Une coalition de douze États, menée par la Californie, a déposé lundi une plainte fédérale pour bloquer le rachat de Warner Bros. Discovery par Paramount Skydance, une opération évaluée à 110 milliards de dollars et déjà approuvée par le département américain de la Justice.

Douze États américains attaquent en justice la fusion Paramount-Warner
Douze États américains attaquent en justice la fusion Paramount-Warner

Une coalition de douze États, menée par la Californie, a déposé lundi une plainte fédérale pour bloquer le rachat de Warner Bros. Discovery par Paramount Skydance, une opération évaluée à 110 milliards de dollars et déjà approuvée par le département américain de la Justice.

La plainte a été déposée devant le tribunal fédéral d’Oakland. Les États requérants estiment que cette fusion, qui serait la plus grande de l’histoire d’Hollywood, violerait le droit antitrust et entraînerait une hausse des prix, une baisse de la qualité et une réduction de l’offre de contenus pour les spectateurs.

Le procureur général de Californie, Rob Bonta, qui pilote l’action en justice, a qualifié le rapprochement de deux des cinq derniers grands studios historiques d’Hollywood d’« illégal ». « Les spectateurs sur chaque canapé et dans chaque salle de cinéma ressentiraient l’impact de cette fusion illégale », a-t-il déclaré lors d’une conférence de presse. La plainte souligne que la société issue du regroupement capterait plus d’un quart de chaque dollar généré par les films à large distribution et les chaînes câblées du pays.

L’opération réunirait deux grands studios de production, deux plateformes de streaming (HBO Max et Paramount+), ainsi que les chaînes d’information CNN et CBS News sous un même actionnariat. Des élus et des syndicats du secteur craignent des suppressions d’emplois, un appauvrissement de la diversité cinématographique et une nouvelle pression sur les abonnements déjà coûteux.

Paramount a rejeté les arguments des États, affirmant que la fusion créerait au contraire « un concurrent plus solide face aux plateformes de streaming et de technologie dominantes qui ont nui au marché de l’exploitation cinématographique ».

La transaction avait pourtant reçu le feu vert du département de la Justice en juin, sans conditions. Ce sésame a lui-même suscité des interrogations politiques : le PDG de Paramount, David Ellison, est le fils de Larry Ellison, cofondateur d’Oracle, proche du président Donald Trump et contributeur majeur à ses campagnes électorales. « Quelque chose s’est passé, et peut-être que ce quelque chose avait à voir avec un méga-milliardaire nommé Ellison », a lancé la procureure générale de l’Arizona, Kris Mayes. Elle a également accusé le département de la Justice sous Trump de « se coucher systématiquement face à la consolidation des entreprises ».

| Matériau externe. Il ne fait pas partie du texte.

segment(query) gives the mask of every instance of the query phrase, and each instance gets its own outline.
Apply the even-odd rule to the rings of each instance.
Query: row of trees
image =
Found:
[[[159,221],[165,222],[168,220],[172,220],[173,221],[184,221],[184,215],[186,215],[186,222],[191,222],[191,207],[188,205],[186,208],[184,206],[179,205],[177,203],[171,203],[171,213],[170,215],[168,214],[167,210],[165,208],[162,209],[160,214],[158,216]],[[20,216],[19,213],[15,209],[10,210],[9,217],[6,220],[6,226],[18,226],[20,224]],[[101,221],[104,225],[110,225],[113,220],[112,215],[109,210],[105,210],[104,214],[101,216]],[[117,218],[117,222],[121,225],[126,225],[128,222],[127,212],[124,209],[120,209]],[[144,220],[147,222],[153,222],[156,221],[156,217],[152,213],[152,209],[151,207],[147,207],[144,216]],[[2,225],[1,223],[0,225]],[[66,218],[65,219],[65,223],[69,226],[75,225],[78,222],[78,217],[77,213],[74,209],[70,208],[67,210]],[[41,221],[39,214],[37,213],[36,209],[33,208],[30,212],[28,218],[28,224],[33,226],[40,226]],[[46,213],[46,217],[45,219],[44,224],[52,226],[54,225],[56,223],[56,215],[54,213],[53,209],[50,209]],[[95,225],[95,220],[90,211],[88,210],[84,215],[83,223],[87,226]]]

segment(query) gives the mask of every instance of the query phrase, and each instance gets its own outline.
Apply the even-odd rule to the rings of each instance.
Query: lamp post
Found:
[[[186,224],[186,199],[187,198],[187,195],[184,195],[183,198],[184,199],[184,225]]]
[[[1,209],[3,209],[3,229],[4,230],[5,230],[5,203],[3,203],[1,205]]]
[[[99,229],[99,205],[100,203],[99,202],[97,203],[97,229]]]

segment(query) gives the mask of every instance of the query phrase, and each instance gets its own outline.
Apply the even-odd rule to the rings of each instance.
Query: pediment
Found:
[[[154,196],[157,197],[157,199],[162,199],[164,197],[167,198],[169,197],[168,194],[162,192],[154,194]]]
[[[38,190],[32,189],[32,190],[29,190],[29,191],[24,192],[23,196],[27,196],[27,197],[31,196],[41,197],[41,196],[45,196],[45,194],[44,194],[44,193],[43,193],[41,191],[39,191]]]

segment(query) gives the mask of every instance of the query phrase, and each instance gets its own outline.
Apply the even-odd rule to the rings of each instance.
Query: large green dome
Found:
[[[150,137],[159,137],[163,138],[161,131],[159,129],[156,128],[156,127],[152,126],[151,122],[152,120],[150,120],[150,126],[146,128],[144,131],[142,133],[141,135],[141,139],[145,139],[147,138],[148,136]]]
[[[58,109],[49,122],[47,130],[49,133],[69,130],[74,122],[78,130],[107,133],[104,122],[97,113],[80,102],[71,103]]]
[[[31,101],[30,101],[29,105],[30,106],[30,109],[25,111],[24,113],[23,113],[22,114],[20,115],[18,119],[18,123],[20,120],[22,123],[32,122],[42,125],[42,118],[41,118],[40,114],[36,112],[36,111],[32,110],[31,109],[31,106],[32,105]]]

Les onze autres États signataires sont l’Arizona, le Colorado, le Connecticut, le Massachusetts, le Minnesota, le Nevada, le New Jersey, le Nouveau-Mexique, New York, l’Oregon et Washington, tous dirigés par des procureurs généraux démocrates. La Maison-Blanche n’avait pas réagi dans l’immédiat.

Paramount et Warner espéraient boucler leur accord au cours du troisième trimestre de cette année. La fusion est par ailleurs soumise à des examens antitrust en dehors des États-Unis, notamment en Europe. La plainte des États pourrait compromettre ce calendrier.